House prices are on average £20,000 more expensive today than 12 months ago |  Economic news

House prices are on average £20,000 more expensive today than 12 months ago | Economic news

House prices are on average £20,000 more expensive today than 12 months ago |  Economic news

House prices in the UK are on average £20,000 more expensive than they were at this time last year, despite signs that this growth is starting to slow.

Average house prices rose 7.8% in the year from May 2021 to June, according to the Office for National Statistics.

This figure was down from a 12.8% increase in May 2022.

Experts say a perfect storm is heading for the UK property market, a combination of rising mortgage costs, record inflation levels and slope Cost of life.

All of these factors will continue to weigh on demand levels over the coming months.

But over the past 12 months, the story has been one of growth, driven by low property numbers, plenty of available capital, low interest rates and a desire to change homes during the pandemic.

Average prices have risen over the past year to £305,000 in England, £213,000 in Wales, £192,000 in Scotland and £169,000 in Northern Ireland.

The biggest increase was seen in Scotland, where the average house price rose 11.6% over the year.

In terms of regional changes, the East has seen the highest annual house price growth in all of England, with average prices rising 9.7% in the year to June 2022. This rate was down from a growth rate of 14.5% in May 2022.

The slowest house price growth in England has been in the North East, where average prices rose 3.6% in the year to June 2022, compared to 10.9% in May 2022, according to the ONS.

The North East also had the lowest house prices in the country, averaging £158,000.

And it was property in London that remained the most expensive of any region in the UK, reaching an all-time high of £538,000 in June 2022.

A survey released last week shows that despite falling demand, house prices continue to rise.

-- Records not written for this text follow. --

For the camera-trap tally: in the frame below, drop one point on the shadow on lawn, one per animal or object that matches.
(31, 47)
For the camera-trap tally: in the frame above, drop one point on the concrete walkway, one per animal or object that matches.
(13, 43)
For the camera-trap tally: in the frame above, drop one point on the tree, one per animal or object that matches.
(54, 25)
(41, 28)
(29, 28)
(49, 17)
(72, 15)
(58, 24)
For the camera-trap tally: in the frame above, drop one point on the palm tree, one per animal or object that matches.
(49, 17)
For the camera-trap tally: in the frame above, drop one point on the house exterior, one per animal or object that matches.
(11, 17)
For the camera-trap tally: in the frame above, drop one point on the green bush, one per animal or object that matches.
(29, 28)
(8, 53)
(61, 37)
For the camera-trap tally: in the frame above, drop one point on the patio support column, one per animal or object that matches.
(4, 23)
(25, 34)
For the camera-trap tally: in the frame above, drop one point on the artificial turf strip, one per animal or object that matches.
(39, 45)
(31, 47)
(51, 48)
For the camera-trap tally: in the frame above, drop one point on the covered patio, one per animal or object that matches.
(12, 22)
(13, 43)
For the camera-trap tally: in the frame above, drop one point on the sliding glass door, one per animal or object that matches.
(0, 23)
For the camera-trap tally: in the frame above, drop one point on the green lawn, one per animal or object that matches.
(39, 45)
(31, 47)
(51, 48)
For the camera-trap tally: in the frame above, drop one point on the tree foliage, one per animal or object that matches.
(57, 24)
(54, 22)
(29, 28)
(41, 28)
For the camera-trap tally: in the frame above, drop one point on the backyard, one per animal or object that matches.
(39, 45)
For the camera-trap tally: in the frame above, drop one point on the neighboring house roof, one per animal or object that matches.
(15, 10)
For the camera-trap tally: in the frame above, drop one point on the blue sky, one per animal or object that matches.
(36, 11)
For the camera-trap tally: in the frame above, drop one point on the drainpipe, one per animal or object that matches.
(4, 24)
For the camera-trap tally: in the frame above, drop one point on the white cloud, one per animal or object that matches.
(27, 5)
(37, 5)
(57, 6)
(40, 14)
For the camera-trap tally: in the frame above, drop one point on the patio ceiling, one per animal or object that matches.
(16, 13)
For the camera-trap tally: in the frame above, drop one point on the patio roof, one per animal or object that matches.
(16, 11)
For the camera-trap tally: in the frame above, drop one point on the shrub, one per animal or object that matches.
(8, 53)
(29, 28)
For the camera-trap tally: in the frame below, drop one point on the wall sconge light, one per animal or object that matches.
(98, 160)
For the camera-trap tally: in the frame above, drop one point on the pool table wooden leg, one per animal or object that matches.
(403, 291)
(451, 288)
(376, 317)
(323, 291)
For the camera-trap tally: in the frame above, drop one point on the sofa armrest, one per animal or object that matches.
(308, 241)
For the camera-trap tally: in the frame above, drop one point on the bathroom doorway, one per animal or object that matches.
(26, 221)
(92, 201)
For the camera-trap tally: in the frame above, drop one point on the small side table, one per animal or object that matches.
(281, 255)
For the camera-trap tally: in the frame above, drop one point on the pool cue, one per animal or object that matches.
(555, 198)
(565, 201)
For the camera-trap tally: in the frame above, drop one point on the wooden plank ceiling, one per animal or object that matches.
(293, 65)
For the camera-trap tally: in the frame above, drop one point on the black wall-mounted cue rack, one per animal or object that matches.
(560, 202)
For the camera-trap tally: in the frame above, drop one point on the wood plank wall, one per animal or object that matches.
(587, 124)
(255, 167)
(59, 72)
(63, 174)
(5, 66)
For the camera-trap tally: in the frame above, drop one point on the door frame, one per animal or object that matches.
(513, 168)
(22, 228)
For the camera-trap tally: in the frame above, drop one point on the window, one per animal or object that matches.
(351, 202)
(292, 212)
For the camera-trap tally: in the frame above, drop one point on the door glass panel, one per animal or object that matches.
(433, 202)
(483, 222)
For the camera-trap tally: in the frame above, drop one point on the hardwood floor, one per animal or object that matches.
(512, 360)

The Royal Institution of Chartered Surveyors found that 25% of real estate professionals reported a drop in inquiries about new buyers in July – the third consecutive month of decline.

Sales expectations over the next 12 months were the bleakest since March 2020, when the COVID-19 lockdown began.

Rising interest rates and the cost of living crisis were cited as causes, although the survey was carried out before the The Bank of England raised rates by 50 basis points last week – the biggest jump in singles since 1995.

Despite this, property prices continue to rise due to a lack of inventory.

Some 63% of surveyors said they saw prices rise in July – down from 78% seen in April, but still above the long-term average.